三
走り勢いをつけフルスイングした拳は相手の顔面へ叩き込まれ体ごと飛ばす。一人目を行動不能にすると息をつかないまま後ろ向きの二人目の膝を蹴る。バランスを崩した瞬間に頭を掴み地面へ叩きつけ意識を飛ばす……残り三人になった時にようやく相手はテツへの攻撃へ開始するが遅い。
「てめぇら真砂の大番長に何してるんじゃぁああああ」
囲まれる前に三人目の前に立ち前蹴りで腹を貫く。怯んだ瞬間に畳み掛けるように左右の連打で顔面を叩き切り刻んでいく。とにかく顔面への攻撃、数で負けている以上一人に時間をかけてられないと拳を振り抜いていくと視線が落ちる。
「なんだおっさん」
地面が見え頭が熱くなり赤い雫が落ちていく光景で自分の血だと気付く。振り返れば木材を持った大男が振り回してくる。避けられない距離で倒れ掛かっているテツは片腕を盾に防ぐが骨の悲鳴を聞き苦痛の声を漏らす。
「つぅ!! お前ボクシングやってんだろ」
「だからなんだよ」
「ボクサーだったら武器なんか使うなよ~」
大男の名前は長谷川。テツの考えた通りボクシングジムに毎日通い真面目に練習しているが長谷川が表面上は真面目だが本性は逆だった。

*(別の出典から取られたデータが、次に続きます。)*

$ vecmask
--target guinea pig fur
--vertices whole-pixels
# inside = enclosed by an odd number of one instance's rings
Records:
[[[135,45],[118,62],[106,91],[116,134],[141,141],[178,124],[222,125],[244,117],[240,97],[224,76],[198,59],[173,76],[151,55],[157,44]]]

「俺はなぁ!! 喧嘩に強くなるためにボクシングやってんだよおっさん!!」
鋭いジャブがテツの頬に突き刺さり顔が横に飛ぶように流れていく。素手の拳は肉を切り裂きまさに凶器に変わっていく。
「まったく本当に自分が嫌になる」
「なにいってんだおっさん!!」
あのまま黙って立ち去っていればこんな痛い思いも惨めな思いもしなかった……ただ痛みで横たわり震えている紅孔雀を無視できなかったちっぽけな正義感にテツは嫌になった。
「気持ち悪いんだよ!!」
救いなのは残った二人が手を出さず長谷川が一方的に殴る姿に喜び攻撃をしてこない。ただ血が足りなくなってくる、手足の感覚が遠のき殴られてる痛みが薄れていく事に気付きテツは力を振り絞る。
「だらっしゃぁあああああ」
気合の一声で大振りの拳を振り抜くが長谷川が嘲笑うかのように紙一重で避ける。反撃へ拳を上げ瞬間の長谷川が違和感を感じた頃にはテツは襟を掴み上げていた。
「坊やここはリングの上じゃないんだぜ、喧嘩だ……少し臭い台詞だったかな」
一気に襟を引き寄せ長谷川の鼻先へ額を叩き込み一撃で沈めテツの勝利で終わるが残っているのはまだ二人。完全に力を使い果たしたテツは膝から崩れ落ちて最後に紅孔雀を見る。
「ここで格好良く助ければ理想なんだが~詰めが甘いの俺らしいなぁ」
意識を立ったのは顔をサッカーボールのように蹴り上げられた痛み。五対一という無謀な喧嘩に挑んだ結果は無様な敗北だった。